On the Great Chinese Rebalance:
By assessing the most blunt economic measures, it is clear that the China has begun the long process of rebalancing its economy from an investment led model to more of a consumption led model. The share of investment as a percent of GDP has fallen from a peak of 48% to 46% while the share of consumption has risen from a trough of 36% to 38% (chart 7). Eventually the share of investment should fall to around 35% while the share of consumption should rise to closer to 50% if China is to be more in line with its EM peers, which means there is still a long way and a lot of reforms to go. Additionally, the current account surplus as a percent of GDP has fallen from 10% to 2% since 2007, indicating a substantial lessening in China’s mercantilist ways (chart 8). Compare China’s effort to rebalance its economy to Germany’s effort and one can easily see the difference. Germany, the mercantilist of mercantilists, has done the opposite of China and continues to post higher and higher current account surpluses and is on its way to 10% of GDP (chart 9). These results have not come easy and we doubt China would change gears after the clear direction has been set. Indeed we are not sure China has much of a choice in the matter as debt sustainability becomes ever more of an issue the longer this rebalancing process takes.

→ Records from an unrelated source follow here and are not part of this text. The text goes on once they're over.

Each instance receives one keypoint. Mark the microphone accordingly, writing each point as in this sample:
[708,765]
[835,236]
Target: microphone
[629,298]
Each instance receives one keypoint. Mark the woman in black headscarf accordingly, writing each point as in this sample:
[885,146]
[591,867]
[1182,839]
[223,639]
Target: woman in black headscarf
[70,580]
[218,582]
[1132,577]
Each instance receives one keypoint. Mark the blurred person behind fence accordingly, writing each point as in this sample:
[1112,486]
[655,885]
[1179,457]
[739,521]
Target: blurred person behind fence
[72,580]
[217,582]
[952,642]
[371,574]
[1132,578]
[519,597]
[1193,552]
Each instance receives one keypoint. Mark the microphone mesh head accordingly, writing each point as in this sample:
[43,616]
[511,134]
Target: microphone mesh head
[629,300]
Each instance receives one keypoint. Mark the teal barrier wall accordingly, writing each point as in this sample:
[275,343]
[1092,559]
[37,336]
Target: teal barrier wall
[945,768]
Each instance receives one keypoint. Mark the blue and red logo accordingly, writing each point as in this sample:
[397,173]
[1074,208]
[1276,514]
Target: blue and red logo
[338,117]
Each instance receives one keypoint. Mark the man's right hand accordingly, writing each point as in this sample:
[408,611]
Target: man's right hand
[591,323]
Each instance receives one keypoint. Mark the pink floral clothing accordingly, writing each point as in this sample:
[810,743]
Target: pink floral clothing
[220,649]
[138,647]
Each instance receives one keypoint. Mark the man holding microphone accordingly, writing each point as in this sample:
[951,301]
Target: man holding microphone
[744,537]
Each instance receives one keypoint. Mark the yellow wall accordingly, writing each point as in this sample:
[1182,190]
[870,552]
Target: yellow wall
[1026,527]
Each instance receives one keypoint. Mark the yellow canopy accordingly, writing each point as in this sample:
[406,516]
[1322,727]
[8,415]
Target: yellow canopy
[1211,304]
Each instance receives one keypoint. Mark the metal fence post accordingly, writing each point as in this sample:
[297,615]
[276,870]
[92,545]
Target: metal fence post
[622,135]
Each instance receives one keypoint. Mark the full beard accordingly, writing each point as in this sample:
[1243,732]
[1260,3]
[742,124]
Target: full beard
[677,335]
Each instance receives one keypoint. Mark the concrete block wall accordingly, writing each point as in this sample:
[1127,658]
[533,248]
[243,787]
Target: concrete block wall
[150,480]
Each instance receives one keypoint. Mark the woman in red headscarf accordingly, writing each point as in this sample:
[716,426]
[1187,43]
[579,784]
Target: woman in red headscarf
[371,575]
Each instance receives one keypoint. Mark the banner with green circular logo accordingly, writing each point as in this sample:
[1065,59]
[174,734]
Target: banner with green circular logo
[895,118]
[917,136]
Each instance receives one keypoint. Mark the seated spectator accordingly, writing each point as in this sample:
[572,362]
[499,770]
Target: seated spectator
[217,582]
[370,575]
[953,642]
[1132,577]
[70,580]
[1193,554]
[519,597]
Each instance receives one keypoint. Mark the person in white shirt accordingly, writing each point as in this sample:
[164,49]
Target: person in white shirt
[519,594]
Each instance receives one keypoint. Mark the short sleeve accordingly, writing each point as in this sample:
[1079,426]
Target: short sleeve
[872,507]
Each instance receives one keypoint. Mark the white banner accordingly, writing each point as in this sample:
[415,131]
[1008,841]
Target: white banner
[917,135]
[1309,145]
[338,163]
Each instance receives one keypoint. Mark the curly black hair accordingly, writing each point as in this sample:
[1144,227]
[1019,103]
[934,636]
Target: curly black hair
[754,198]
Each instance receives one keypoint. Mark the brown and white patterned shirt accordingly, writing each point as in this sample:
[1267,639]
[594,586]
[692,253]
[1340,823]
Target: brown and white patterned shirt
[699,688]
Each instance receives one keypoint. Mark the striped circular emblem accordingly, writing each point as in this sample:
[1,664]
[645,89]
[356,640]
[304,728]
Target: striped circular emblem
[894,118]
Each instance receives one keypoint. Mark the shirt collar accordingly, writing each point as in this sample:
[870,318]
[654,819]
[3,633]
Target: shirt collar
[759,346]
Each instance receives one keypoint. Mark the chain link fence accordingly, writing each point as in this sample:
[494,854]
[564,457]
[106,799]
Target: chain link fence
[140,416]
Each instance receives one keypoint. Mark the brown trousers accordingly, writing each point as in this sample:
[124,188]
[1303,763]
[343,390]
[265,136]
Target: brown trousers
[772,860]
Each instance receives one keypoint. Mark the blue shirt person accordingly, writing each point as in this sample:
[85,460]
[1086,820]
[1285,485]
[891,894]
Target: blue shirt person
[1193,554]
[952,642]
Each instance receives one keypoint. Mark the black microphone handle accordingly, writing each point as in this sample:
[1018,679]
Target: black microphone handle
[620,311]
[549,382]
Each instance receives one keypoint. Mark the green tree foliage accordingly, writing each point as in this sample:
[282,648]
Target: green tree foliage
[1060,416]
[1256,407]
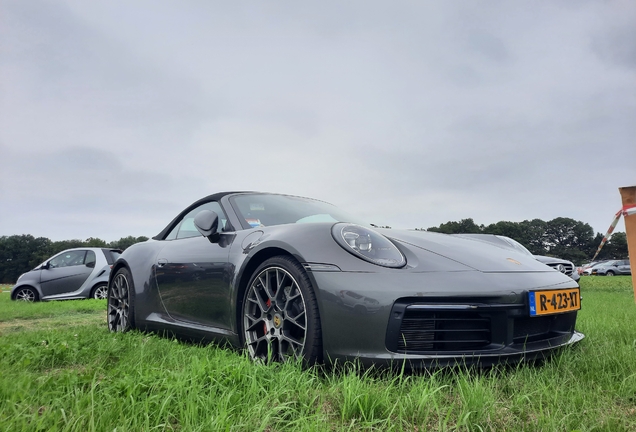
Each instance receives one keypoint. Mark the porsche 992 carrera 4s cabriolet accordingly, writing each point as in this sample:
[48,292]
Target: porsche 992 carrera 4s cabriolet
[288,277]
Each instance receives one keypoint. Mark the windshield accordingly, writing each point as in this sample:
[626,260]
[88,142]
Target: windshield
[516,245]
[267,210]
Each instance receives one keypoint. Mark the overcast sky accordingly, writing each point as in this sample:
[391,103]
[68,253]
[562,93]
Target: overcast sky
[115,115]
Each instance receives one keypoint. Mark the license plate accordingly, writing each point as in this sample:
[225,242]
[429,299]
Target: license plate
[554,301]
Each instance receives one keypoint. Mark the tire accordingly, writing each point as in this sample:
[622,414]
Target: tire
[121,302]
[100,292]
[26,294]
[279,316]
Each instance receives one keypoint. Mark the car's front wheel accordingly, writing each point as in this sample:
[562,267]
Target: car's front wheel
[100,292]
[26,294]
[121,301]
[280,314]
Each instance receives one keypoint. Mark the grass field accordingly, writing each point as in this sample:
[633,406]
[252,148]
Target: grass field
[60,369]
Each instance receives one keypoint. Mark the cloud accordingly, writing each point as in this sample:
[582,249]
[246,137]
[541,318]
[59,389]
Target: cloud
[114,116]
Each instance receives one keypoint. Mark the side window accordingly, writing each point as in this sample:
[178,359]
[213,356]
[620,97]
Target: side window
[186,228]
[90,259]
[67,259]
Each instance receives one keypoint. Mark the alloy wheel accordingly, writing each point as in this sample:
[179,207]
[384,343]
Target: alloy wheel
[25,294]
[101,292]
[274,316]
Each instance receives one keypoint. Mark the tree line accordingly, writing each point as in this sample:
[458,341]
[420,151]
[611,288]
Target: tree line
[21,253]
[561,237]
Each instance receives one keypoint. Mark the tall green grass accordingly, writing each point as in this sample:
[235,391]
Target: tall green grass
[79,377]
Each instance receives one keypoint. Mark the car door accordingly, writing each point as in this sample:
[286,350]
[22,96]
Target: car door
[65,272]
[192,274]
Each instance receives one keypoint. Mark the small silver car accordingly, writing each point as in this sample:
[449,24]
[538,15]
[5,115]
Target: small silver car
[72,274]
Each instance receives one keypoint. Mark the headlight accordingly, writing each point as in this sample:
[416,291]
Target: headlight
[368,245]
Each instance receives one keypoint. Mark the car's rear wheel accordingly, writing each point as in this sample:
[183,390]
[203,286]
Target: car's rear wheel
[280,314]
[121,301]
[100,292]
[26,294]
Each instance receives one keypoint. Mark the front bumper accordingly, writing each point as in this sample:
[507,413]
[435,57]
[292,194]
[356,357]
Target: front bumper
[412,308]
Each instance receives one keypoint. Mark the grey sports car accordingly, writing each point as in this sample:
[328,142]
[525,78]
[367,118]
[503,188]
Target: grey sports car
[71,274]
[288,277]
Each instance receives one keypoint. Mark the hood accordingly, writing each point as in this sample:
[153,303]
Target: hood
[473,253]
[545,260]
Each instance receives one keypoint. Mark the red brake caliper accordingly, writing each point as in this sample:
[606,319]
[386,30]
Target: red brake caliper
[269,304]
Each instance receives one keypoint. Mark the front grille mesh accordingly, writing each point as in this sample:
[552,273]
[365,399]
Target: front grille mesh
[443,331]
[532,329]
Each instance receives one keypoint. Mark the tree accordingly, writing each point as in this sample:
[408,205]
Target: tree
[464,226]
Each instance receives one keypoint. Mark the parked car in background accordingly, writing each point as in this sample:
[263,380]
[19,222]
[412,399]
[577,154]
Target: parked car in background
[612,268]
[72,274]
[587,268]
[564,266]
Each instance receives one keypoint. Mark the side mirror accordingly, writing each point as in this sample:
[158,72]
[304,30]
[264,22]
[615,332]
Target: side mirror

One final point that many others including my colleagues at Gavekal have made, is that China has its sights set on inclusion in the IMFs Special Drawing Rights (SDR) basket. However symbolic gaining inclusion would be, China clearly wants it. One of the prerequisites is that the yuan make progress towards a market oriented pricing mechanism rather than simply track the dollar and thus in effect increase the dollar’s weight in the SDR basket.
Contrary to public opinion, we think the yuan is probably a bit overvalued at the moment and that a more market driven pricing mechanism of the yuan correctly moved it lower. This small step to liberalize the exchange rate and provide holders of capital a clearer price for China’s external cost of money is another small step that will eventually lead to improved allocation of capital in the country. Given China’s stated goals to rebalance its economy and gain inclusion into the SDR basket we think the probability of a pound or yen style devaluation is probably overstated by the market.